RIVER-EU (2021–2026, EUR 429K) is explicitly focused on reducing immunization inequalities through participatory action research with underserved communities across Europe.
RIVER-EU involves health system research to design context-specific interventions, suggesting capability in translating research into actionable clinical or policy guidance.
The RIVER-EU project explicitly applies participatory action research, signaling capacity to conduct community-co-designed studies — a growing methodology in public health.
How they've shifted over time
VIVI entered H2020 funding during the COVID-19 pandemic through a surveillance-focused role — contributing to pooled epidemiological data across hospital networks and primary care sites in a multidisciplinary monitoring network. By their second project, the focus had shifted decisively: from watching disease spread to actively reducing vaccine inequity, with emphasis on specific vaccines (MMR, HPV), specific populations (children, adolescents, underserved communities), and community-level participatory methods. The trajectory is clear — from epidemiological observation toward equity-driven behavioral and systems intervention.
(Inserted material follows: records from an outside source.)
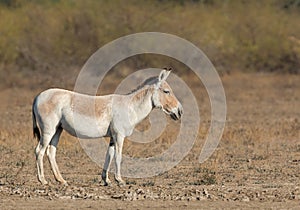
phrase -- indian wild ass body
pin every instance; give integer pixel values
(115, 115)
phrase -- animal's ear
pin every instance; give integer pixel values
(163, 75)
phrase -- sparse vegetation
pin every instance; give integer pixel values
(236, 35)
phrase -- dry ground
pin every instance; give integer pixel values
(256, 165)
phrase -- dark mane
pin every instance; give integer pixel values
(149, 81)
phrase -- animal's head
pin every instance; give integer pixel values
(164, 98)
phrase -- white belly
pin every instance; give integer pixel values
(85, 126)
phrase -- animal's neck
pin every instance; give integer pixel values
(142, 103)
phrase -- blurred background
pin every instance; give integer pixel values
(41, 40)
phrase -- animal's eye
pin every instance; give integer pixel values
(166, 91)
VIVI is moving deeper into health equity and community engagement research, making them an increasingly valuable partner for projects addressing immunization gaps in vulnerable populations — a priority area in post-pandemic EU health policy.
How they like to work
VIVI has participated exclusively as a consortium partner, never as coordinator — a consistent specialist role across both projects. Both projects are large-scale RIA networks (I-MOVE-COVID-19 spans primary care and hospitals across Europe; RIVER-EU runs through 2026 with a large consortium), suggesting VIVI is valued as a domain expert brought into established research structures rather than a group that builds and leads them. With 45 unique partners across 16 countries from just two projects, they clearly operate within broad, well-connected European public health networks.
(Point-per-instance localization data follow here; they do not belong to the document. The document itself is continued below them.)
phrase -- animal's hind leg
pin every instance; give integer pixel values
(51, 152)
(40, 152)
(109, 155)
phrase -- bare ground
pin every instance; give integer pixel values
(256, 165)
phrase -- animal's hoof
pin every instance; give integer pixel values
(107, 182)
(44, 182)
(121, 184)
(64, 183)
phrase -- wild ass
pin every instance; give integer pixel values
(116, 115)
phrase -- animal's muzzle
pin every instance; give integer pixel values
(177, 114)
VIVI has built connections with 45 distinct consortium partners across 16 countries from only two projects, indicating participation in genuinely large pan-European research networks. Their geographic reach covers much of the EU and likely extends to non-EU European countries given the RIVER-EU mandate to address inequalities across the European Region.
What sets them apart
VIVI occupies a rare niche as a dedicated vaccine safety and immunization equity organization — not a general public health institute, not a hospital network, but a focused body whose identity is built around vaccine confidence and safe immunization. Their name alone ("Vaccine Safety Initiative") signals credibility to policymakers, patient communities, and advocacy networks that a generic research center cannot replicate. For consortium builders working on vaccine communication, childhood immunization programs, or health equity mandates, VIVI brings both scientific participation capacity and a public-facing legitimacy that strengthens community-engaged project designs.
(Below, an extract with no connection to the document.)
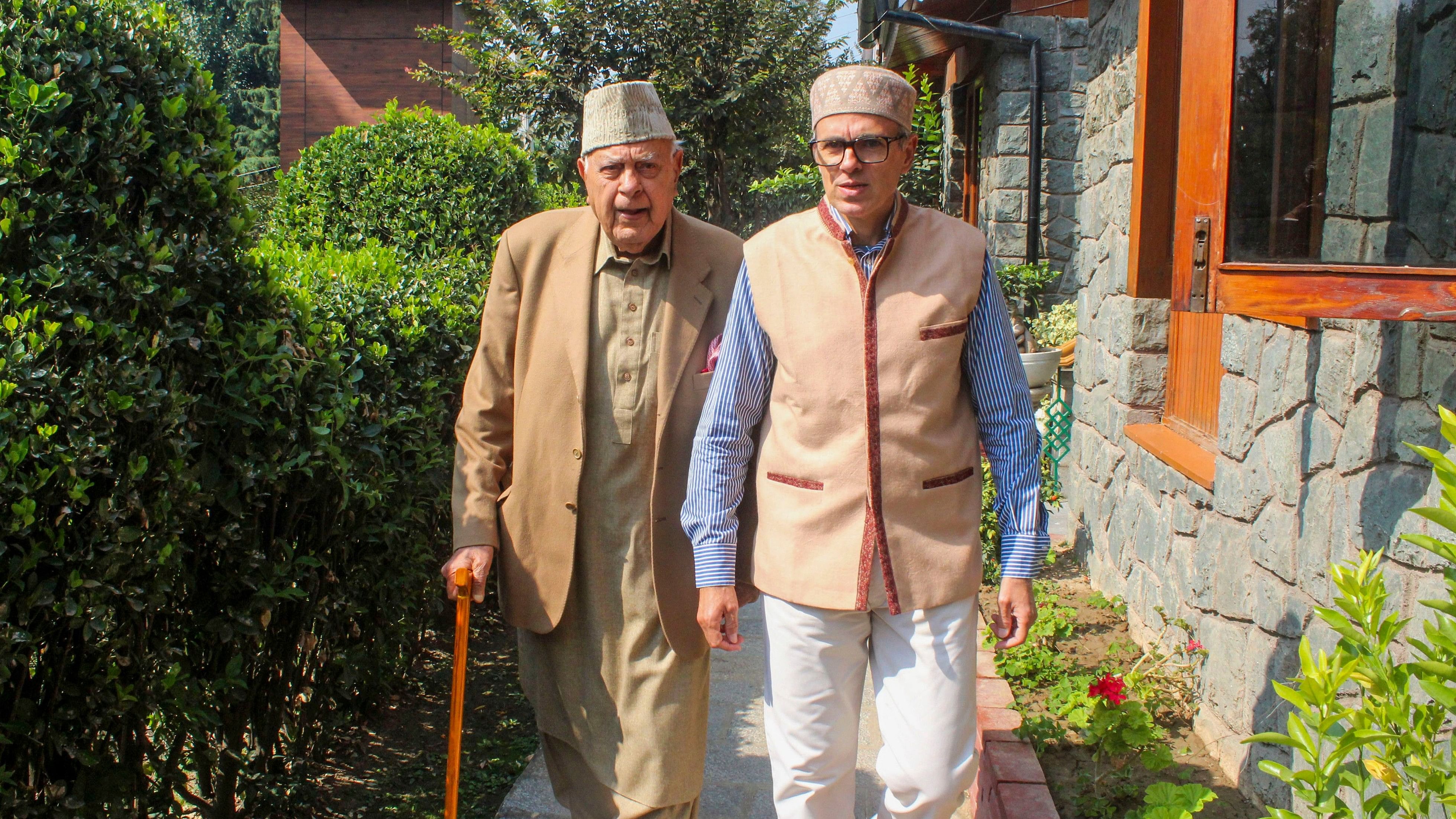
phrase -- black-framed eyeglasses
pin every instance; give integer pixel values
(870, 150)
Highlights from their portfolio
- RIVER-EUThe largest funding recipient for VIVI (EUR 429,125, running to 2026), this project directly targets MMR and HPV vaccine inequalities across Europe using participatory research with underserved communities — a high-profile post-pandemic policy priority.
- I-MOVE-COVID-19VIVI's entry into H2020 funding came through one of Europe's flagship COVID-19 surveillance networks, connecting primary care and hospital data streams across multiple countries during the pandemic peak.